According to data in this dataset, the Johns Hopkins University’s pneumatic, all-non-metallic MRI-safe robot achieves bench precision of 0.17 mm and accuracy of 0.37 mm, and in vivo MRI-guided accuracy of 2.58 mm in animal studies. Clinical literature cited in this dataset confirms robotic transperineal MRI/US fusion biopsy in 86 consecutive patients with 51.2% clinically significant cancer detection.
In this dataset, the most active AI-related filers in 2024–2026 are: Auris Health, Inc. (US 2026, AI-based bronchoscopy tool presence and workflow recognition), Olympus Corporation (dual US 2025 filings on AI-based endoscopic tissue acquisition planning), CooperSurgical, Inc. (WO 2025, ML-controlled embryo biopsy), Siemens Healthineers AG (US 2024, sensor-guided handheld biopsy), and Philips (IN 2024, EP 2025, intra-procedural accuracy feedback continuation).
According to this dataset, Philips holds an active EP patent (2018) and an active IN patent (2024) on intra-procedural accuracy feedback for image-guided biopsy, covering real-time feedback on needle position, throw modeling, and image fusion overlay. An EP continuation filed in 2025 is also active. The US counterpart is inactive, which this dataset’s strategic analysis notes may create an exploitation opportunity — while the active EP and IN coverage still requires licensing consideration for market entrants.

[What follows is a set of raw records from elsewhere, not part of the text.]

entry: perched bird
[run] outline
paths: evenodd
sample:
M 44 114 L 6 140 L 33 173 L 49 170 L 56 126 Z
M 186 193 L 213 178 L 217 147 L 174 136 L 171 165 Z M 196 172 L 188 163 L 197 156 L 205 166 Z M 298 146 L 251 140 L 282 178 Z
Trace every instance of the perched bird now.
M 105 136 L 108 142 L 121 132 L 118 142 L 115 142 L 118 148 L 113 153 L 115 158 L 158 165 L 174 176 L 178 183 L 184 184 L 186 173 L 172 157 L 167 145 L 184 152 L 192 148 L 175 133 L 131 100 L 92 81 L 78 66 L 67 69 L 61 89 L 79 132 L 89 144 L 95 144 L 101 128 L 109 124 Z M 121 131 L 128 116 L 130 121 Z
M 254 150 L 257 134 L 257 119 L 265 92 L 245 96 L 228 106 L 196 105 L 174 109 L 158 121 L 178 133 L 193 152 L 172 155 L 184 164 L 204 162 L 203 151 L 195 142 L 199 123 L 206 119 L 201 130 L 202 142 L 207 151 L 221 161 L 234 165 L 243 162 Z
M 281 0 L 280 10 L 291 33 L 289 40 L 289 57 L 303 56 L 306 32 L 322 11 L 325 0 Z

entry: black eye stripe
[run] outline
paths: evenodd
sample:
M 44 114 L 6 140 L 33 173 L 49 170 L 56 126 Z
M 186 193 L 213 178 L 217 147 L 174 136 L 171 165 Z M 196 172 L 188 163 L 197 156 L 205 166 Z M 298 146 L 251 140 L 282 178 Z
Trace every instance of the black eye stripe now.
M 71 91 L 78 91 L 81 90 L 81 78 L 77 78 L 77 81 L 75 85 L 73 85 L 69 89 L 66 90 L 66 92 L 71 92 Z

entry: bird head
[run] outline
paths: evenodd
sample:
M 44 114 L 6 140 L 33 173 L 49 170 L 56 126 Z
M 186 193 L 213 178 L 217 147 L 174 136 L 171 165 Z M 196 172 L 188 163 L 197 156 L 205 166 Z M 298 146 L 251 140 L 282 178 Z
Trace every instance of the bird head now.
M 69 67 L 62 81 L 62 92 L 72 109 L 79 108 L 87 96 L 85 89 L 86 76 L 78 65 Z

Based on the strategic implications in this dataset, three IP white spaces are identified: (1) the intersection of reinforcement learning with physical needle insertion under real-time MRI remains minimally claimed; (2) pneumatic non-metallic MRI-safe robotic actuation is technically validated but commercially underexploited, particularly for prostate and cardiac targets; and (3) the US expiry of the Philips intra-procedural feedback patent may open exploitation opportunity, though active EP and IN coverage requires licensing consideration.
Data and insights on this page are based on a limited patent and literature dataset and are for reference only. Figures may not represent the complete technology landscape.